Babaseyi Oyesola, CEC, Anesthesia Critical Care Consultant (A3C) said that the virus outbreak has shown that telemedicine, mobile ICU, and tele-ICU is efficient in the management of critically ill COVID-19 patients.
Oyesola said that knowledge sharing and patient management amongst intensivists and critical care nurses via Tele-ICU had proven to be helpful during the pandemic.
He said that Tele-ICU is an off-site internet-based audio-visual technology deployed in A3C centers in the country in which intensivists and critical care nurses are connected with the patient remote care in a remote ICU centre, to exchange health information through real-time audiovisual platform.
“Optimum management of patients in the ICU is required as such patients require constant medical attention, observation, and support,” he said.
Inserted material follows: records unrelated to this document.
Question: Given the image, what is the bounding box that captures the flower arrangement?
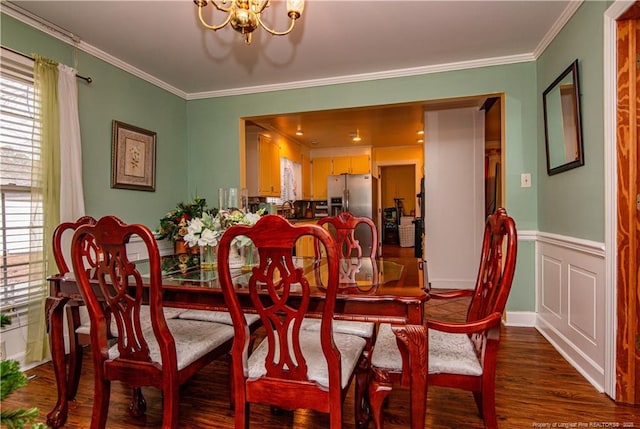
[184,209,264,247]
[158,197,212,242]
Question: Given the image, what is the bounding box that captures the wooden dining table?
[45,257,429,429]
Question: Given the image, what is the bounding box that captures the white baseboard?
[536,320,605,393]
[505,311,536,328]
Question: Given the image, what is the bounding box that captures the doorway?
[378,161,417,251]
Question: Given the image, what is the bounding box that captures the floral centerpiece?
[183,209,264,269]
[158,197,212,243]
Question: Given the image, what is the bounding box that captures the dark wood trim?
[615,9,640,404]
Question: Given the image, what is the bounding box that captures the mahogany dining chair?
[369,208,517,429]
[302,212,378,372]
[316,212,378,259]
[52,216,99,399]
[71,216,233,429]
[218,215,368,429]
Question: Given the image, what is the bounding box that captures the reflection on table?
[163,256,404,291]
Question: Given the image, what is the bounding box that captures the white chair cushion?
[76,322,91,335]
[248,331,366,388]
[110,305,187,336]
[109,319,233,371]
[300,318,376,338]
[178,310,260,325]
[371,323,482,376]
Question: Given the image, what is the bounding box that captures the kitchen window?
[0,49,44,316]
[277,158,302,204]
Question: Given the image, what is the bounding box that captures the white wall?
[424,108,485,289]
[536,233,608,392]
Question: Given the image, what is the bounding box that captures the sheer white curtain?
[25,55,84,362]
[58,64,84,222]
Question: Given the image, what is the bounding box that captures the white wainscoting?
[535,232,610,392]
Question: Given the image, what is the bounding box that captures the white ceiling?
[3,0,580,149]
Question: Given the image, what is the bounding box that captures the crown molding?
[1,0,583,100]
[533,0,584,59]
[0,1,187,99]
[187,54,535,100]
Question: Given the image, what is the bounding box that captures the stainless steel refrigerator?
[327,174,380,256]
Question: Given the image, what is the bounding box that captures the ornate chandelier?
[193,0,304,44]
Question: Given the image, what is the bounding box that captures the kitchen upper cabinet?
[246,133,280,197]
[311,158,333,200]
[332,155,371,174]
[349,155,371,174]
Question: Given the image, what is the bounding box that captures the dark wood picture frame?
[542,60,584,176]
[111,120,156,192]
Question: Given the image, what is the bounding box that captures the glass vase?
[200,242,218,271]
[241,243,259,272]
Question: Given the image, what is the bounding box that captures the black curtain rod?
[3,46,93,83]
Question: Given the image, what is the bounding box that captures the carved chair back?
[316,212,378,259]
[218,215,364,427]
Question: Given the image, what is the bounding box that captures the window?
[279,158,302,203]
[0,49,44,314]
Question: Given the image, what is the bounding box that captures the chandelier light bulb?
[193,0,304,44]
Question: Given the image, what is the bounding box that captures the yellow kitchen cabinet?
[295,220,317,256]
[332,155,371,174]
[246,133,280,197]
[350,155,371,174]
[311,158,333,200]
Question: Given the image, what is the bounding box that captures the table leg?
[45,297,69,428]
[391,325,429,429]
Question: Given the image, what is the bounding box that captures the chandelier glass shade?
[193,0,304,44]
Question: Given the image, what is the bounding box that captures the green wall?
[1,2,606,311]
[187,62,538,311]
[0,14,189,229]
[536,1,608,242]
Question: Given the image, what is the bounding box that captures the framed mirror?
[542,60,584,176]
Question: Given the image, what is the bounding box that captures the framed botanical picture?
[111,120,156,192]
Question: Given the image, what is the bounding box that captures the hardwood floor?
[7,246,640,429]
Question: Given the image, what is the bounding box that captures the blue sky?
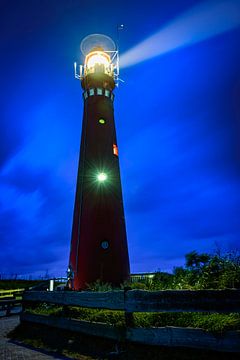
[0,0,240,275]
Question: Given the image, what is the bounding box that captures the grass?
[8,323,239,360]
[28,303,240,333]
[0,280,43,290]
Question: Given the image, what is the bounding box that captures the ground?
[0,315,70,360]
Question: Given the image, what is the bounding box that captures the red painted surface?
[69,73,129,290]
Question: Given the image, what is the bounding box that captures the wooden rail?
[0,299,22,316]
[0,289,25,299]
[21,290,240,352]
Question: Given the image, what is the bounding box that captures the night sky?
[0,0,240,276]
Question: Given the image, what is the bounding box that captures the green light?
[97,173,107,182]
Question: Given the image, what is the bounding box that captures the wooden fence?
[21,290,240,352]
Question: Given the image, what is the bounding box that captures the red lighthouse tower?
[68,35,129,290]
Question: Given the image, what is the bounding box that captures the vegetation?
[23,251,240,332]
[0,280,43,290]
[128,251,240,290]
[28,304,240,333]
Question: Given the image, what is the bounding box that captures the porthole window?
[101,240,109,250]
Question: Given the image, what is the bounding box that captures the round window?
[101,240,109,250]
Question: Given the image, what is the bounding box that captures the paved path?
[0,316,66,360]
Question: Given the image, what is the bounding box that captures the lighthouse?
[68,34,130,290]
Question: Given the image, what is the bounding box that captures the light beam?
[121,0,240,68]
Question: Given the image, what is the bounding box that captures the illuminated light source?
[97,173,107,182]
[85,51,111,69]
[113,144,118,156]
[121,0,240,68]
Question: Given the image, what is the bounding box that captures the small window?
[101,240,109,250]
[113,144,118,156]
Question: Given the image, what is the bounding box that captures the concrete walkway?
[0,315,66,360]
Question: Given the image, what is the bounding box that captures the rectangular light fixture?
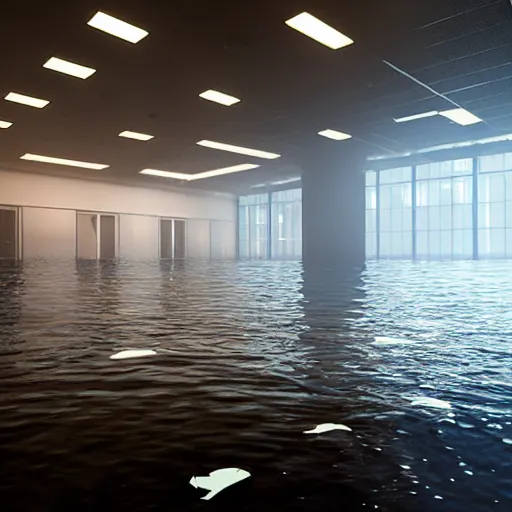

“The patient may be unable to breathe independently and have the threat of organ failure, therefore, specialised medical equipment is often needed to take the place of these functions while the patient recovers,” Oyesola added.
The pre-eminent critical care consultant also said that the challenge of providing intensive care was not unique to Nigeria alone because intensive care was very expensive.
Oyesola highlighted some of the challenges Nigeria was facing in terms of funding, technical support, education and training, drugs, consumables, admission criteria, Blood Gas Analysis, laboratory and imaging support as well as the fear of the disease affecting patients and health workers among others.
According to him, medical equipment was in short supply as the country currently has only an Extracorporeal Membrane Oxygenation (ECMO) equipment used in pumping and oxygenate patients’ blood outside the body.
Current data on Medpage- a worldwide registry, records 370 patients with confirmed COVID-19 on ECMO across the globe, including 254 in North America. In a subset of 58 COVID-19 patients who received the treatment, 21 have been discharged alive.
Also speaking at the session was Chun Pan, chief physician of the Department of Intensive Medicine, Zhongda Hospital Southeast University, China, where the virus outbreak was first recorded, said that the pandemic Acute Respiratory Disease Syndrome (ARDS) was different from other ARDS.
Pan said that there was no antiviral drug for the disease currently, and advised that antibiotics usage must depend on the clinical sign and bacterial infection.
He suggested that Ioriginal disease control is important for COVID-19 induced ARDS with characteristics of low lung recruitability, low respiratory compliance, no airway occlusive pressure, and intrinsic PEEP.